6) Shri S.S.Choudhari, learned Counsel appearing for the petitioner, submitted that the impugned order is patently wrong. The learned Counsel submitted that having regard to the facts involved in the instant petition, the provisions under Order XXI Rule 29 of the Code would not apply. The learned counsel in support of his contention relied upon the judgment of the Hon’ble Apex Court in the case of Shaukat Hussain alias Ali Akram and Ors. Vs. Smt. Bhuneshwari Devi and Ors. – AIR 1973 SC 528. In view of the law laid down in the aforesaid judgment, the learned Counsel prayed for allowing the petition thereby setting aside the order dated 30th June, 2015 impugned in the present petition.
7) Shri Bhavthankar, learned Counsel for the respondents, supported the impugned order.
8) I have carefully considered the submissions advanced by the learned Counsel appearing for the respective parties. Since the impugned order is passed under Order XXI Rule 29 of the Code, I deem it appropriate to reproduce the said provision, which reads thus, –
“29. Stay of execution pending suit between decree holder and judgment debtor.- Where a suit is pending in any court against the holder of a decree of such court or of a decree which is being executed by such court, on the part of the person against whom the decree was passed, the court may, on such terms as to security or otherwise, as it thinks fit, stay execution of the decree until the pending suit has been decided:
Provided that if the decree is one for payment of money, the court shall, if it grants stay without requiring security, record its reasons for so doing.”
9) In the case of Shaukat Hussain (cited supra), one of the questions for consideration before the Hon’ble Supreme Court was, – In what circumstances the execution of the decree can be stayed under Order XXI Rule 29 of the C.P.C.” While deciding the said issue, the Hon’ble Apex Court in Para 6 of the said judgment, has held thus, –
“6. Order XXI, Civil Procedure Code deals generally with the execution of decrees and orders.

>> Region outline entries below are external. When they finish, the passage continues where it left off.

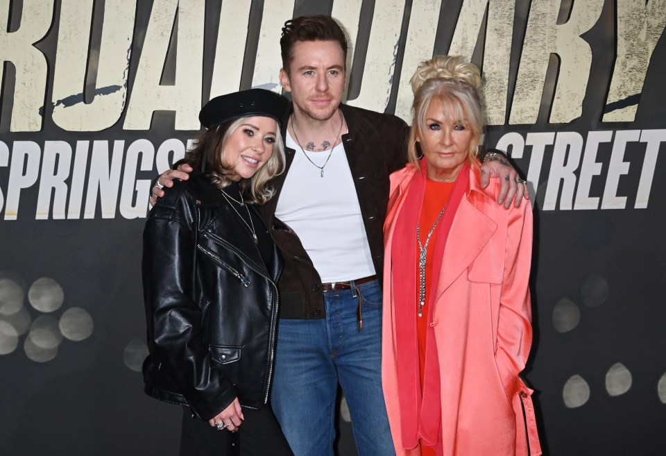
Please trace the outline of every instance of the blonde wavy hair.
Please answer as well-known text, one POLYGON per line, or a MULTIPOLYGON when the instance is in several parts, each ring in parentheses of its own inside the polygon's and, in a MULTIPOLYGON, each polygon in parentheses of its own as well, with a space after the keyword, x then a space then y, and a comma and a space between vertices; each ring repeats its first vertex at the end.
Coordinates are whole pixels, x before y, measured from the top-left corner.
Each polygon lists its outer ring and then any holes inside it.
POLYGON ((421 153, 417 146, 420 133, 427 128, 425 122, 433 100, 438 99, 447 118, 459 121, 472 130, 468 151, 471 166, 479 167, 477 156, 484 131, 484 116, 479 89, 481 72, 473 63, 461 62, 459 56, 437 56, 421 62, 410 80, 414 101, 411 105, 412 121, 407 153, 409 162, 417 169, 421 153))
MULTIPOLYGON (((201 169, 201 161, 205 157, 205 175, 211 183, 219 189, 230 185, 231 176, 234 173, 233 167, 224 164, 225 151, 231 135, 246 119, 234 119, 204 131, 197 139, 194 149, 176 163, 174 168, 180 163, 187 163, 195 171, 198 171, 201 169)), ((239 183, 243 199, 250 204, 264 204, 271 199, 275 190, 268 183, 284 171, 284 142, 280 134, 280 122, 275 121, 275 123, 278 124, 278 135, 273 146, 273 155, 254 176, 249 179, 241 179, 239 183)))

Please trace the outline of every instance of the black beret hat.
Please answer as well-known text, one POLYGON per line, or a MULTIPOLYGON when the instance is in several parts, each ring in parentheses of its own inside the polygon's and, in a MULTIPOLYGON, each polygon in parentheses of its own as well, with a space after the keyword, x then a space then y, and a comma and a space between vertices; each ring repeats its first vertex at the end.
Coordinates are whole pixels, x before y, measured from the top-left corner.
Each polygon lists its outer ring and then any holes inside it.
POLYGON ((287 99, 265 89, 250 89, 216 96, 199 112, 199 121, 211 128, 239 117, 264 116, 278 122, 284 115, 287 99))

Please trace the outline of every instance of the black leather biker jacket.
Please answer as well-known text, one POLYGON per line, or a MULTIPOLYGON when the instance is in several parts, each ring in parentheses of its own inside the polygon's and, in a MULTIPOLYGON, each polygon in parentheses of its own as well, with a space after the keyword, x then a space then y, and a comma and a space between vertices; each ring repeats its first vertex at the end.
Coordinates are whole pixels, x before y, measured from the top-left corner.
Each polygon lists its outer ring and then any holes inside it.
POLYGON ((270 387, 282 260, 271 246, 267 270, 238 217, 220 190, 193 174, 174 181, 144 231, 144 389, 204 420, 237 396, 261 408, 270 387))

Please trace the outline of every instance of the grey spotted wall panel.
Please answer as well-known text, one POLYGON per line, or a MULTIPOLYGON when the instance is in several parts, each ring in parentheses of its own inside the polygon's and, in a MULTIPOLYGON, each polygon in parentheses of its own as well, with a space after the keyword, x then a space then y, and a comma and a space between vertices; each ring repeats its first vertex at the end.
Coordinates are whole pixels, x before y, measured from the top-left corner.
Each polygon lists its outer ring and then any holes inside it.
MULTIPOLYGON (((350 37, 350 104, 409 121, 418 61, 481 65, 489 146, 535 203, 525 378, 546 454, 666 451, 666 3, 0 2, 0 454, 176 455, 145 396, 149 180, 210 97, 280 90, 284 21, 350 37), (477 4, 478 3, 478 4, 477 4)), ((355 454, 349 412, 341 455, 355 454)))

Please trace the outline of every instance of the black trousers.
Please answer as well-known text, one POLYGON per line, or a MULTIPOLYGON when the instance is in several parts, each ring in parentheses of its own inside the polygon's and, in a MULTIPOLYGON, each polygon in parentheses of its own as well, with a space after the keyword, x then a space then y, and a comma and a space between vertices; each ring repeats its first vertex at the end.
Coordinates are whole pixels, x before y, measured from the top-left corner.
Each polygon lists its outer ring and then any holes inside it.
POLYGON ((184 407, 180 456, 293 456, 273 411, 243 409, 238 431, 217 430, 184 407))

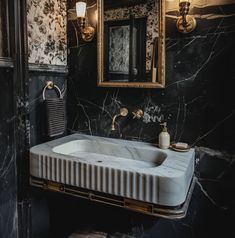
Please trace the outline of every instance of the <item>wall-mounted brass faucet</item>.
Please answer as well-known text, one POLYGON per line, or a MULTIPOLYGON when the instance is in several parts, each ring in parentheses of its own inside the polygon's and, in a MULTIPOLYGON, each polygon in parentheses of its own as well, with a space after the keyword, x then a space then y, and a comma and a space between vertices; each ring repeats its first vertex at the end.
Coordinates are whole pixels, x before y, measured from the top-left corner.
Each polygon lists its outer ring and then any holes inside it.
POLYGON ((113 119, 112 119, 111 131, 115 131, 116 130, 116 128, 115 128, 115 120, 116 120, 116 118, 119 117, 119 116, 125 117, 125 116, 127 116, 127 114, 128 114, 127 108, 125 108, 125 107, 120 108, 120 113, 115 115, 113 117, 113 119))
POLYGON ((136 111, 132 112, 133 119, 140 119, 144 116, 144 112, 142 109, 137 109, 136 111))

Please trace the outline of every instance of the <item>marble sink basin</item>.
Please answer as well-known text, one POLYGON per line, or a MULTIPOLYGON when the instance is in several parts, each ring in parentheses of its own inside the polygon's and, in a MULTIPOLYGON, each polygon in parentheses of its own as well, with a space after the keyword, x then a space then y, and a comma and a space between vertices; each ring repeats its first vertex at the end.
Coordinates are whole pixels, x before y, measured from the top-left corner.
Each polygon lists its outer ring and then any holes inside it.
POLYGON ((185 202, 194 149, 73 134, 30 149, 33 177, 163 206, 185 202))

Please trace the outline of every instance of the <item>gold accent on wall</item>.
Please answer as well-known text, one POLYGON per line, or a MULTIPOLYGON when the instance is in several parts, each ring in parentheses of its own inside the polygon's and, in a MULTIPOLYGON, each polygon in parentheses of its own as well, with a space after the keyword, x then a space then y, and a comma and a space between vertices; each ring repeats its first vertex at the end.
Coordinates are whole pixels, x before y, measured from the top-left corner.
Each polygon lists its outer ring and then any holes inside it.
MULTIPOLYGON (((156 0, 157 1, 157 0, 156 0)), ((111 82, 104 81, 104 0, 97 0, 98 23, 97 23, 97 73, 99 87, 127 87, 127 88, 164 88, 165 87, 165 0, 159 3, 159 32, 158 32, 158 62, 157 77, 153 77, 151 82, 111 82)))

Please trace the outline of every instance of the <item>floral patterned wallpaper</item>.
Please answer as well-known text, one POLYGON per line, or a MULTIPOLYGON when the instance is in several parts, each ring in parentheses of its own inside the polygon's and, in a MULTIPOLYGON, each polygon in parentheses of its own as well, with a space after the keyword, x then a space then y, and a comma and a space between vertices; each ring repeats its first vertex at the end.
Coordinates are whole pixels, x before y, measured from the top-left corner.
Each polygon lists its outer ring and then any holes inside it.
POLYGON ((148 0, 145 4, 137 4, 133 7, 110 9, 104 12, 105 21, 129 19, 130 12, 135 17, 147 16, 147 42, 146 42, 146 70, 151 69, 152 48, 155 37, 158 37, 156 0, 148 0))
POLYGON ((67 65, 66 0, 27 0, 29 63, 67 65))

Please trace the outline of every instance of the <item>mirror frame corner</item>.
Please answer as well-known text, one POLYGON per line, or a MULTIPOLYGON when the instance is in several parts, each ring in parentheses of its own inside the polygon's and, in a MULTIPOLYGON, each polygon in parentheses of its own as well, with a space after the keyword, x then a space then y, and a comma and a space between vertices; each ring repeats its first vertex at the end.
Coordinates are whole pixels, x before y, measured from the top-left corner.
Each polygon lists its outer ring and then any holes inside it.
POLYGON ((125 88, 165 88, 165 0, 159 0, 159 33, 158 33, 158 72, 156 82, 105 82, 104 73, 104 0, 97 0, 97 86, 125 88))

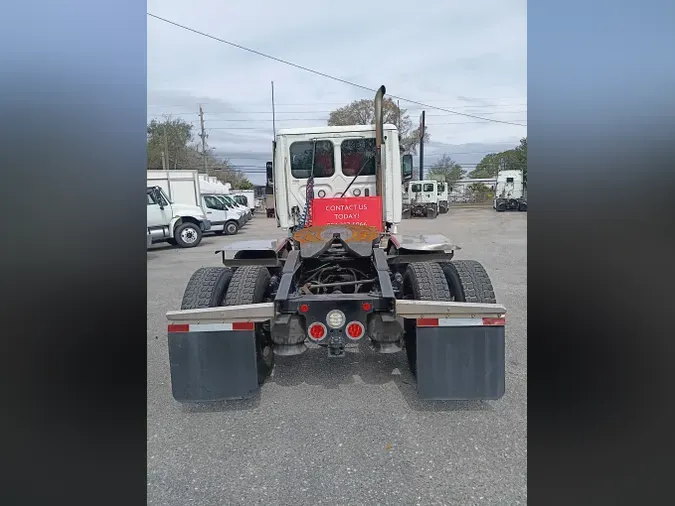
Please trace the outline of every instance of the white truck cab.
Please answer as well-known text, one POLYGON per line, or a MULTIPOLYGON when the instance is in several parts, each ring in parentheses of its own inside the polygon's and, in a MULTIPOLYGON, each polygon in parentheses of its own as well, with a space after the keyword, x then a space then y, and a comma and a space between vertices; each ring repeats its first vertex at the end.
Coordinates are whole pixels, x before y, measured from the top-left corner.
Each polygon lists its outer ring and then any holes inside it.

That order is divided into several topics, each topic containing a number of rules. The first four topics cover rules 1 to 25 and the fifth topic, namely, stay of execution comprises 4 rules, namely, rules 26 to
29. A perusal of these rules will show that the first three rules i.e. rules 26 to 28 deal with the powers and duties of a court to which decree has been sent for execution. Under rule 26, that court can stay the execution of the decree transferred to it for execution for a reasonable time to enable the judgment-debtor to apply to the court by which the decree was passed or to any court having appellate jurisdiction over the former for an order to stay execution or for any other order relating to the decree or execution which might have been made by the court of first instance or the appellate court. It will be seen, therefore, that under rule 26 the transferee court has a limited power to stay execution before it. Moreover, under sub-rule (2) if any property is seized by it in the course of execution, it may even order the restitution of the property pending the result of the application made by the judgment-debtor to the court of the first instance or to the appellate court. Rule 27 says that any such restitution made under sub-rule (2) of rule 26 will not prevent the property of the judgment-debtor from being retaken in execution of the decree sent for execution. Rule 28 provides that any order of the court by which the decree was passed, in relation to the execution of such decree, shall be binding upon the court to which the decree was sent for execution. And then we have rule 29 which deals with a different situation. The rule is as follows :
” Where a suit is pending in any court against the holder of a decree of such court, on the part of the person against whom the decree was passed, the court may, on such terms as to security or otherwise, as it thinks fit, stay execution of the decree until the pending suit has been decided.”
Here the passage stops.